Pomóż mi i ratuj moje życie
Mieszkanka zmaga się z nieoperacyjnym nowotworem złośliwym. Diagnoza to rak gruczołowo-torbielowaty podniebienia miękkiego i twardego. Niestety leczenie nie jest refundowane i możliwe tylko w kilku ośrodkach na świecie. Terapia może się rozpocząć jeszcze w listopadzie, ale… potrzebne jest 250 000 złotych.

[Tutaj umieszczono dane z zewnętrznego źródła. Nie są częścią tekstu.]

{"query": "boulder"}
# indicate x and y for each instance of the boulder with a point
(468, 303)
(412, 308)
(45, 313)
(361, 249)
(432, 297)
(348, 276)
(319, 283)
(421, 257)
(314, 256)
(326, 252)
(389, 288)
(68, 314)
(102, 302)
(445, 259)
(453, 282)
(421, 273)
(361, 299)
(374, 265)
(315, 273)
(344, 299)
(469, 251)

-Na podniebieniu zaczęła mi się robić rana, z dnia na dzień coraz większa. Wycinek pobierano trzykrotnie, po każdym 3 tygodnie niepewności. Po ostatni wynik jechałam ze spokojem, zmęczona szukaniem przyczyny. Płakała tylko moja mama, ja miałam w sobie dziwny spokój. Najważniejsze, że wiem co mi jest, teraz będzie tylko lepiej. Nie było. Skierowano mnie do Gliwic. Kiedy mówiono mi, że muszą wyciąć pół szczęki, zatokę, podniebienie, zrobić rekonstrukcję przeklinałam los. Ponoć ten rodzaj nowotworu, to jak wygrana w totolotka, na jego temat nie ma nawet statystyk. Nie wiedziałam, że może być gorzej. Tydzień później kwalifikacja do operacji, niestety nie wyznaczono mi terminu. Nowotwór jest zbyt duży i zbyt rozległy. Zbyt duże ryzyko. Kolejne czekanie i szukanie możliwego leczenia. Na jednej z grup siostra dowiedziała się o leczeniu jonami węgla. Udało nam się skontaktować z kliniką w Wiedniu, która zakwalifikowała mnie do leczenia. Moja walka o życie to koszt ponad 50 000 euro.
Proszę pomóż mi uzbierać tą kwotę i dać szansę na to, żebym mogła widzieć jak dorastają moje dzieci.